The critical care nurse is caring for a client with bacterial meningitis. The client has developed cerebral vasculitis and increased intracranial pressure (ICP). What neurologic sequelae might this client develop?
- A. Damage to the nerves that facilitate vision and hearing
- B. Damage to the vagal nerve
- C. Damage to the olfactory nerve
- D. Damage to the facial nerve
Correct Answer: A
Rationale: Neurologic sequelae in survivors include damage to the cranial nerves that facilitate vision and hearing. Sequelae to meningitis do not include damage to the vagal nerve, the olfactory nerve, or the facial nerve.
A client is exhibiting signs of increasing intracranial pressure (ICP). Which intravenous solution (IV) would the nurse anticipate hanging?
- A. Dextrose 5% in water (D5W)
- B. Half-normal saline (0.45% NSS)
- C. One-third normal saline (0.33% NSS)
- D. Lactated Ringer's
Correct Answer: D
Rationale: With increasing ICP, isotonic normal saline, lactated Ringer's, or hypertonic (3%) saline solutions are used to decrease swelling in the brain cells.

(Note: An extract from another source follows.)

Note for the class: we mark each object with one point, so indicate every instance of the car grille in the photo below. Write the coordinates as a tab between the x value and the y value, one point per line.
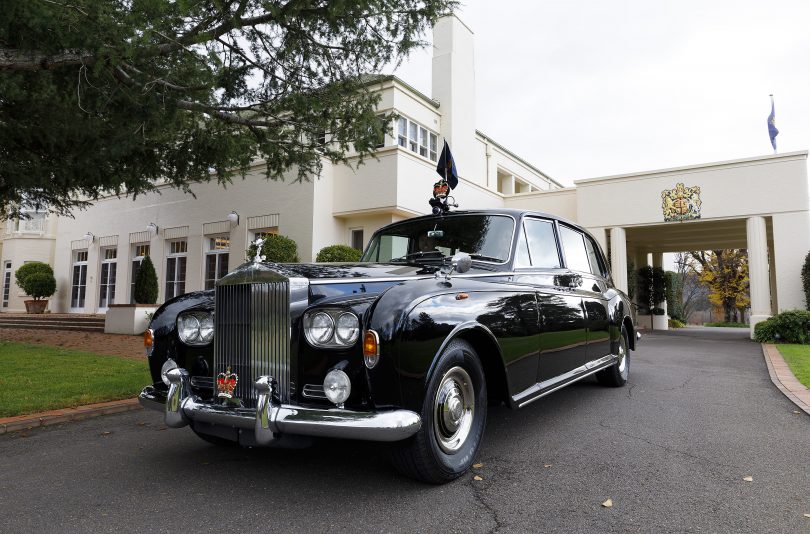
252	336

D5W, 0.45% NSS, and 0.33% NSS are all hypotonic solutions that will move more fluid into the cells, worsening the ICP.
The nurse is caring for a client with Bell palsy. Which of the following teaching points is a priority in the management of symptoms for this client?
- A. Avoid stimuli that trigger pain.
- B. Use ophthalmic lubricant and protect the eye.
- C. Encourage semiannual dental exams.
- D. Complete the course of antibiotics as prescribed.
Correct Answer: B
Rationale: The VII cranial nerve supplies muscles to the face. In Bell palsy, the eye can be affected which results in incomplete closure and risk for injury. The eye can become dry and irritated unless eye moisturizing drops and ophthalmic ointment is applied. Avoiding stimuli that can trigger pain is specific to tic douloureux (cranial nerve V disorder). Encouraging dental exams is a part of care but not the priority. Antibiotics are not used in the treatment of Bell's palsy because it is thought to be caused by a virus.